Savery engine. © The Cornwall Centre.

Gunpowder

In 1689 the Godolphins asked Thomas Epsley, who had learnt the art of ‘shooting the rocks’ in the Mines Royal in Somerset, to come and demonstrate the use of gunpowder to their miners in the Breage district. Thomas Epsley died at Godophin Ball six months later but the import was quickly adopted in other districts such as the cluster of tin mines around St Agnes Beacon. The time, labour and capital required to drive adit levels and crosscuts was reduced significantly by the use of gunpowder.
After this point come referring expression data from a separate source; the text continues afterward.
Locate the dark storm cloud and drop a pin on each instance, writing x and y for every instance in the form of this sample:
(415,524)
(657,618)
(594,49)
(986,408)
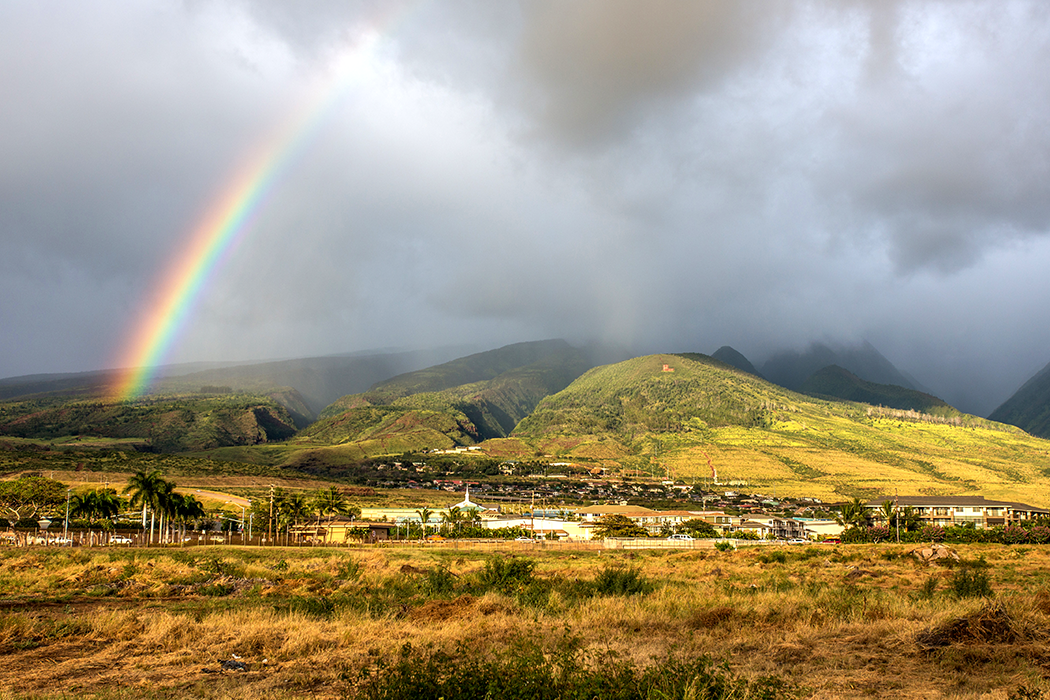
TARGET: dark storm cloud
(671,175)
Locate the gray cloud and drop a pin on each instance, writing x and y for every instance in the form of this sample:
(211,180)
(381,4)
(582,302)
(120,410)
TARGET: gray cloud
(676,175)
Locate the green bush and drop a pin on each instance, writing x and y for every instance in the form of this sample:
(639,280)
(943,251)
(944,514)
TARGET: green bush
(438,582)
(621,581)
(970,582)
(506,574)
(525,673)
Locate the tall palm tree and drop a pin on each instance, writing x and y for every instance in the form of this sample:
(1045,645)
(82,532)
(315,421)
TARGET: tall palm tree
(424,517)
(452,516)
(146,489)
(184,509)
(888,511)
(331,503)
(295,508)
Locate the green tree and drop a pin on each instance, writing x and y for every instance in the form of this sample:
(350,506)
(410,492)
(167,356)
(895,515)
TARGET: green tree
(424,517)
(852,513)
(147,490)
(698,528)
(96,506)
(618,526)
(888,511)
(28,495)
(452,516)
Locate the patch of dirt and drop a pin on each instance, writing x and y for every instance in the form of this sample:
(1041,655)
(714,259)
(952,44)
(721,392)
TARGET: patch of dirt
(408,569)
(989,626)
(711,617)
(438,611)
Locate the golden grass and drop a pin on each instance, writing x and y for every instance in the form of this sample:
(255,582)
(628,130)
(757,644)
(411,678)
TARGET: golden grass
(841,621)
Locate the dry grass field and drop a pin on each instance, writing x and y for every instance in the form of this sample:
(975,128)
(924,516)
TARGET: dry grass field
(828,621)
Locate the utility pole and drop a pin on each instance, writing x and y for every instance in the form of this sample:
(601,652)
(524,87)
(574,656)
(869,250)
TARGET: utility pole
(897,515)
(269,534)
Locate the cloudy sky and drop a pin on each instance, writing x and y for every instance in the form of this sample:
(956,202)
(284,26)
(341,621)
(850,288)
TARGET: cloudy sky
(668,175)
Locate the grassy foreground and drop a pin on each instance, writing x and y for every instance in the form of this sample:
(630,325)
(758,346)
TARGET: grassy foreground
(843,621)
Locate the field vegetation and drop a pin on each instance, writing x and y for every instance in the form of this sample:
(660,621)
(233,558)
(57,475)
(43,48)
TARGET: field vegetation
(819,621)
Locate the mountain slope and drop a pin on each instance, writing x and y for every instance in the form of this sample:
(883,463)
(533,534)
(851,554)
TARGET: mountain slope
(172,424)
(1029,407)
(792,368)
(318,380)
(735,359)
(705,418)
(463,414)
(836,382)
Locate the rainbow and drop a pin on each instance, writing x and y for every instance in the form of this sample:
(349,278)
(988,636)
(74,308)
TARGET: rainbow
(229,217)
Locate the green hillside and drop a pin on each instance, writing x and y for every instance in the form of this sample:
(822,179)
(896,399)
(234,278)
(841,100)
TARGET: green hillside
(165,424)
(397,417)
(835,382)
(705,417)
(469,369)
(1029,407)
(735,359)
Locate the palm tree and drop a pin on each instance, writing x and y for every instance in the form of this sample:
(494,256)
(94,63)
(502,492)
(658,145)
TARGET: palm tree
(183,509)
(424,517)
(452,516)
(888,511)
(146,489)
(852,513)
(293,509)
(330,502)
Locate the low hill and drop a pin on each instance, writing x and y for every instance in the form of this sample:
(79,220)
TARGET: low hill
(700,418)
(317,380)
(429,402)
(835,382)
(735,359)
(1029,407)
(469,369)
(168,424)
(792,368)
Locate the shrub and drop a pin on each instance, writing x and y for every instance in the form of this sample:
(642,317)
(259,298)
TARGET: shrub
(970,582)
(525,673)
(621,581)
(506,574)
(1040,534)
(854,535)
(438,581)
(349,569)
(928,589)
(1013,534)
(931,533)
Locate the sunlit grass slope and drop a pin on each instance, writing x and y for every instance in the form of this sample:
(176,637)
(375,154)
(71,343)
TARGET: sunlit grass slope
(699,415)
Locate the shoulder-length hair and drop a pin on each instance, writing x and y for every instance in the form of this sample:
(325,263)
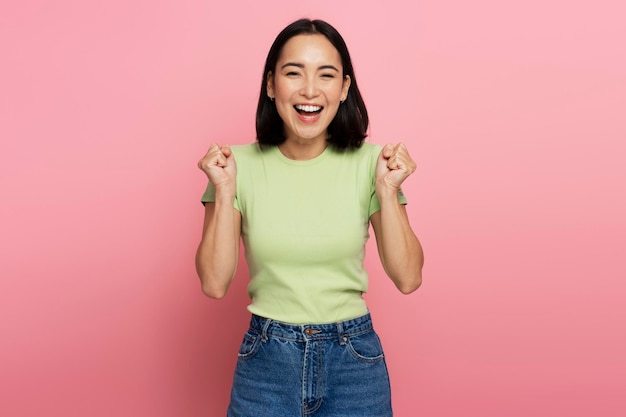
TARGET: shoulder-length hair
(349,127)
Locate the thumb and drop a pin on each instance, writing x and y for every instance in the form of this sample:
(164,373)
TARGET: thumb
(381,162)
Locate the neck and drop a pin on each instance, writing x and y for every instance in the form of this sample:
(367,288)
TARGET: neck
(302,151)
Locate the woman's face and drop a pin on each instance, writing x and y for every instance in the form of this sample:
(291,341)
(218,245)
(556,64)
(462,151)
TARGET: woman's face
(308,86)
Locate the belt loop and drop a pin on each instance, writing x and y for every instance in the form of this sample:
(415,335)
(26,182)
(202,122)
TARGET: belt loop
(342,338)
(266,325)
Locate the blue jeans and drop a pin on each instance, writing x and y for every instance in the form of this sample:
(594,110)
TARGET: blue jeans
(317,370)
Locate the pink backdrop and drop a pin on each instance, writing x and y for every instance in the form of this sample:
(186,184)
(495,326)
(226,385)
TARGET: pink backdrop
(515,112)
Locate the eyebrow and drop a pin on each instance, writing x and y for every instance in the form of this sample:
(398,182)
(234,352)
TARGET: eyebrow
(299,65)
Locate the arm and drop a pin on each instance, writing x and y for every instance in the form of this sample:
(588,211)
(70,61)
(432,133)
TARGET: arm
(399,249)
(218,252)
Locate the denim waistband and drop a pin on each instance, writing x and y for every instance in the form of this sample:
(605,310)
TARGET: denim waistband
(304,332)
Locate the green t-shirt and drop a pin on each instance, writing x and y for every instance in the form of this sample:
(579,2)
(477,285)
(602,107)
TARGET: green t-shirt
(304,228)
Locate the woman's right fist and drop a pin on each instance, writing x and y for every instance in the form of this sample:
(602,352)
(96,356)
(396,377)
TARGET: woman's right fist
(219,166)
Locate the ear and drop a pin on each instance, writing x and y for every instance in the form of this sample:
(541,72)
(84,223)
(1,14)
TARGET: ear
(346,87)
(269,82)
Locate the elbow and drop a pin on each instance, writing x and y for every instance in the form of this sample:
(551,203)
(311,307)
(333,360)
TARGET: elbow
(214,292)
(409,286)
(213,288)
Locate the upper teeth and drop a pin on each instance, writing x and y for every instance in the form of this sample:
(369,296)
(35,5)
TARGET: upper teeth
(308,108)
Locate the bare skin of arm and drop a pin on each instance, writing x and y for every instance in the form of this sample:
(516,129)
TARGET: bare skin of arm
(399,249)
(218,251)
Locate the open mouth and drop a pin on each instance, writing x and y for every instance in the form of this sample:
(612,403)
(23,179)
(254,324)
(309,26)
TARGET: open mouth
(308,110)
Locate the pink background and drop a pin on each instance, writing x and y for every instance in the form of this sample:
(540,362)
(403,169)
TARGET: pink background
(514,110)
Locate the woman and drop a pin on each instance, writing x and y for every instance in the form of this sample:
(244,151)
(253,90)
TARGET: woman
(302,200)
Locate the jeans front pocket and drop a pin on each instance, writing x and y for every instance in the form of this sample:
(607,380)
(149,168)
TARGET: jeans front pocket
(249,346)
(366,347)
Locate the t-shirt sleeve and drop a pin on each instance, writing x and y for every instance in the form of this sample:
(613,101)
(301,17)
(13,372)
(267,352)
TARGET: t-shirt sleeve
(374,202)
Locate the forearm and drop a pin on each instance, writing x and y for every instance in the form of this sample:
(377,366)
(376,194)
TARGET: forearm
(218,252)
(399,249)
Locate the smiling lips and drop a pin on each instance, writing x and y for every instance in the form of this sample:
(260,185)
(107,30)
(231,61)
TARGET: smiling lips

As a result, ore-ground could be opened up much more quickly.

Sir Francis Godolphin was highly successful with his innovations at Great Work mine and his services as a mining engineer were sought by the owners of the lead mines in Cardiganshire in Wales.
 

Adit drainage

Drainage tunnels (adits) had been used for centuries to drain water out of mines (e.g. the thirteenth-century Bere silver mines). They were driven from the lowest convenient point the topography allowed, such as a river, the base of a cliff or a valley bottom.

Rag and chain pump.

These tunnels lowered the natural water table and presented a new datum to which water could be pumped up from below. However the depth at which this could be done was still limited by the primitive design of early pumps, such as the ‘rag and chain’ pump.

Gunpowder made it possible to drive adits much more rapidly along a known or towards a surmised lode. Such undertakings were costly and could take tens of years to accomplish so were often financed by mineral lords or other adventurers with significant capital. In addition to mineral revenue, further rewards were often reaped by leasing the use of the adits to other mine operators for transferring water.